In all, it took Sherwood Schwartz three long weeks of skimming to decide that the S.S. Minnow’s fateful trip would land on Gilligan’s Island. While it may seem silly to spend so many painstaking hours thinking of just the right moniker, a series name sets the initial impression. And Schwartz wanted to be sure that title didn’t make his future classic sound too “dramatic” or too “ridiculous.”

Bob Denver Made Sure the ‘Gilligan’s Island’ Theme Song Paid Tribute to All the Castaways

Once Gillian’s Island earned its name, Schwartz got to work on the rest of the details. And after hiring the actors, he asked five-time Oscar-winning composer John Williams to write the opening theme song.
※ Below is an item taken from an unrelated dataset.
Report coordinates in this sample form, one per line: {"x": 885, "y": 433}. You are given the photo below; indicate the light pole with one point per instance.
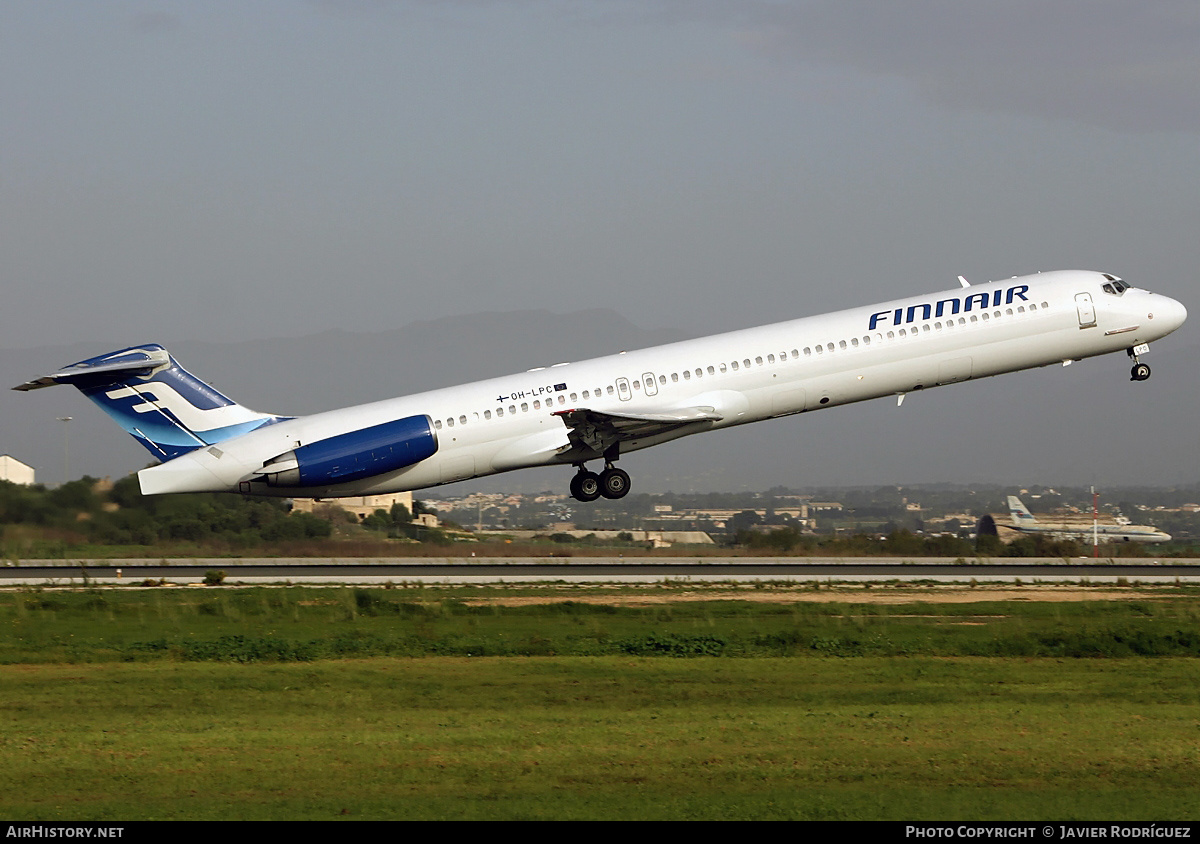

But once he put the tune together, the lead star Bob Denver wouldn’t have it. So the show eventually scrapped the work and created an entirely different song.

In the original piece, the professor and Mary Ann weren’t even mentioned. Instead, the lyrics ended with “the movie” star, and the last two were referred to as “the rest.”

The reason behind the snub was that Tina Louise’s contract explicitly wrote that she had to come last. And Williams couldn’t figure out how to add her name at the end while still including the remaining characters.

When Denver heard the theme song, he wouldn’t stand for it. So he personally sat down with Schwartz and re-tooled Louise’s contract so the song could arrange the names any way they wished. While the original song played throughout the first season, season 2 opened with the jingle that we all know and love.

The Wellingtons ended up creating the final version. Their song played on the opening credits from 1965 to 1966.

In the end, no one harbored any hard feelings. As the show continued, the whole fiasco turned into an inside joke. For the rest of the actors’ friendships, the professor’s Russell Johnson and Mary Ann’s Dawn Wells became known to their castmates as “the rest.”